Originally published in the Richmond Times-Dispatch on February 18, 2026

Virginia's HIV Safety Net is Fraying. Lawmakers Must Act.

Karen Legato

Executive Director, Health Brigade

This past Friday, I was asked point blank: “What would happen if we don’t have funding for your Ryan White Part B program in April?”

It was framed as a hypothetical. For our organization, it is not.

As Executive Director of Health Brigade, I have led through uncertainty before. We are one of Richmond’s longstanding providers of HIV prevention and care, and the need for our services has always exceeded available resources. But in May 2025, Virginia cut $20 million in Ryan White Part B (RWB) funding at the state level. For Health Brigade, that meant a 75% reduction in funding for services proven to keep people with HIV healthy, in care, and preventing transmission.

Ryan White Part B supports case management, mental health care, transportation, housing assistance, and other wraparound services for low-income Virginians living with HIV. When that funding disappears, the safety net that keeps people in care disappears with it.

The RWB cut did not happen in isolation. Over the past two years, our Comprehensive Harm Reduction Program lost 33% of its state funding, our HIV Testing Program lost 70%, and $850,000 in federal funding for critical maintenance on our 1952 facility was eliminated in Congress’s budget reconciliation bill.

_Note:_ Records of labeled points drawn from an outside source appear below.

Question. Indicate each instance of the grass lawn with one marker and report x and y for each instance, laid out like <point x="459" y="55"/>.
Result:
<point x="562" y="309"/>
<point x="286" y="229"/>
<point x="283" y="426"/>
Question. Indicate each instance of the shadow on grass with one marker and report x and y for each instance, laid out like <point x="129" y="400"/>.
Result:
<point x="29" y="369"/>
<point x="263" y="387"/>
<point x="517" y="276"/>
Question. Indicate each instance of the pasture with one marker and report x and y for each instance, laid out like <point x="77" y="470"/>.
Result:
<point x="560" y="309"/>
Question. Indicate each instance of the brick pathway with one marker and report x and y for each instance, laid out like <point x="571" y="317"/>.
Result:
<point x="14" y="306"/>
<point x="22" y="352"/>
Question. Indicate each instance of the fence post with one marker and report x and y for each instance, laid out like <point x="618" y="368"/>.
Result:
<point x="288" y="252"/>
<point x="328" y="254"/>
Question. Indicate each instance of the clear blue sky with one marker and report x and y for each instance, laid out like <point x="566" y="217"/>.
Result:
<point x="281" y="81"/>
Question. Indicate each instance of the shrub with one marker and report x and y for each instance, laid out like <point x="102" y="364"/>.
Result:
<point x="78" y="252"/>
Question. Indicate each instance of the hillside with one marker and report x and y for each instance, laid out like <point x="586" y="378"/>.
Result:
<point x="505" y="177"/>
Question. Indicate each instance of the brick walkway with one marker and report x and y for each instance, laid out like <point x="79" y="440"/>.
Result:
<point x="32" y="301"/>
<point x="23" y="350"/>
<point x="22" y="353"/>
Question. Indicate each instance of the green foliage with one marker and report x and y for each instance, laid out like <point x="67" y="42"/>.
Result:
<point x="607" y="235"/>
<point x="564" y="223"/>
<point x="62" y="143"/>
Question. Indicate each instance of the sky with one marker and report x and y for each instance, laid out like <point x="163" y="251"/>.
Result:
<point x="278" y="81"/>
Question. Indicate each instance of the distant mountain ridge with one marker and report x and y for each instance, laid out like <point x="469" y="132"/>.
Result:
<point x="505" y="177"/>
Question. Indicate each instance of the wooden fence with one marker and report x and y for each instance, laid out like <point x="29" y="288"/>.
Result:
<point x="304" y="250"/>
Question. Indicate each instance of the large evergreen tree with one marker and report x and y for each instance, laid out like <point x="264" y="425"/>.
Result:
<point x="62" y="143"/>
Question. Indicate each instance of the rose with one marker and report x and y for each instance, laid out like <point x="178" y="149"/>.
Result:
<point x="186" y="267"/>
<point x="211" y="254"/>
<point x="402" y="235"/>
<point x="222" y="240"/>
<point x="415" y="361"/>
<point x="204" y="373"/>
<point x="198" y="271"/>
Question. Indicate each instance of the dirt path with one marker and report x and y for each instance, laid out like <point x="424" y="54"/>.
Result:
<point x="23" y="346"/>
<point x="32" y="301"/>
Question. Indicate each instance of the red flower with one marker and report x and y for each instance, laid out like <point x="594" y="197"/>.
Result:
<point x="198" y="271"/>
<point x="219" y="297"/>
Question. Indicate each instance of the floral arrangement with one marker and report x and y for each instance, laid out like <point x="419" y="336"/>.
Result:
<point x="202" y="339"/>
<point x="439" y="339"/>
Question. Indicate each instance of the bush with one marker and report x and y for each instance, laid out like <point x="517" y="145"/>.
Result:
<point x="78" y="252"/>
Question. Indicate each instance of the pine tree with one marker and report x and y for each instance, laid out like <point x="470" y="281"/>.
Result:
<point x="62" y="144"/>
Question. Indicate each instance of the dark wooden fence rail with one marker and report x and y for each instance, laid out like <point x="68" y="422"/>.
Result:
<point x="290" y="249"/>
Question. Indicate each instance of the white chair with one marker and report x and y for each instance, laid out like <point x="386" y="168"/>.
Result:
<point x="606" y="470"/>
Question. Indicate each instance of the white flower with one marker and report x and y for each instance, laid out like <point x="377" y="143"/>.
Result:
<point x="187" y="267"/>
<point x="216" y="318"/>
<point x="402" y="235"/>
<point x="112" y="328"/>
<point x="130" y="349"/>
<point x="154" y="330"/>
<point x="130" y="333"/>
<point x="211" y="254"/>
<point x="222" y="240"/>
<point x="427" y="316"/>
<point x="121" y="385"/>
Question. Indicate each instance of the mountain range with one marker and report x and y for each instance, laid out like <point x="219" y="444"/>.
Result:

The math became impossible.

Nearly overnight, we were forced to operate with drastically fewer resources as demand grew. We implemented a hiring freeze, reduced services, and even put our building up for sale. Still, a 75% funding cut is devastating.

We were one of just 14 organizations in Virginia to receive any RWB funding this year—down from 33 community-based organizations previously supported. Our neighbors at Capital Area Health Network and CrossOver Healthcare Ministry received nothing, forcing program shutdowns, layoffs, and agency expenses that should have been reimbursed.

We were told to connect displaced clients from shuttered programs with funded organizations. But when programs close, people do not transfer seamlessly across town. They disappear.

For people living with HIV, Ryan White is not extra. It is the difference between stability and survival mode—the structure that keeps the ground from falling out.

Janet, a 63-year-old woman who has lived with HIV for 40 years, worried about losing access to her medication. She knows what happens if there is a gap: missing doses can cause resistance and limit future treatment options. When she asks me, “What if I can’t get what I need? What if this is the thing that finally pushes me under?” I do not have an easy answer. She is aging with HIV and managing other chronic conditions. She is also worried about potential Medicaid cuts. For her, uncertainty is life and death.

Branson, a 55-year-old man living with HIV, returned home from incarceration with nothing. Without housing, he sleeps outside. Each day, he trades his safety for a place to stay while navigating probation requirements that can feel designed for failure. Managing HIV treatment under those conditions is a daily act of endurance.

Many of our community members live at the intersection of HIV, poverty, addiction, housing instability, and stigma. Funding cuts do not create those struggles, but they intensify them and increase the likelihood that people fall out of care.

The emotional toll extends to providers. One of our two remaining RWB case managers told me, “What hurts most is not just what’s being taken away, but the silence that follows. The ones who disappear because the system lost them, or decided they were expendable.”

We can only ask for so much resilience. Many will not remain healthy without access to the services that make treatment possible.

At Health Brigade, we will continue to hold the line. Private donations and emergency funding have helped, but they replace only a fraction of what was lost. A safety net this essential cannot depend on temporary charity, hiring freezes, and building sales.

The $20 million reduction in Ryan White Part B funding shocked providers across the Commonwealth. The consequences unfold every day in exam rooms, in housing courts, and in the quiet absence of patients who never make it back into care.

As members of the General Assembly consider amendments to the state budget, they face a clear choice: restore stability to Virginia’s HIV care system or allow further erosion of the infrastructure that keeps thousands of Virginians healthy.

Fully restoring funding will not undo months of instability overnight. But correcting the drastic reduction in Ryan White Part B support is a necessary first step.

Let’s get it right.

Karen Legato, MPS, MSW, is Executive Director of Health Brigade (formerly Fan Free Clinic), a Richmond-based nonprofit health clinic where she has served for more than 15 years.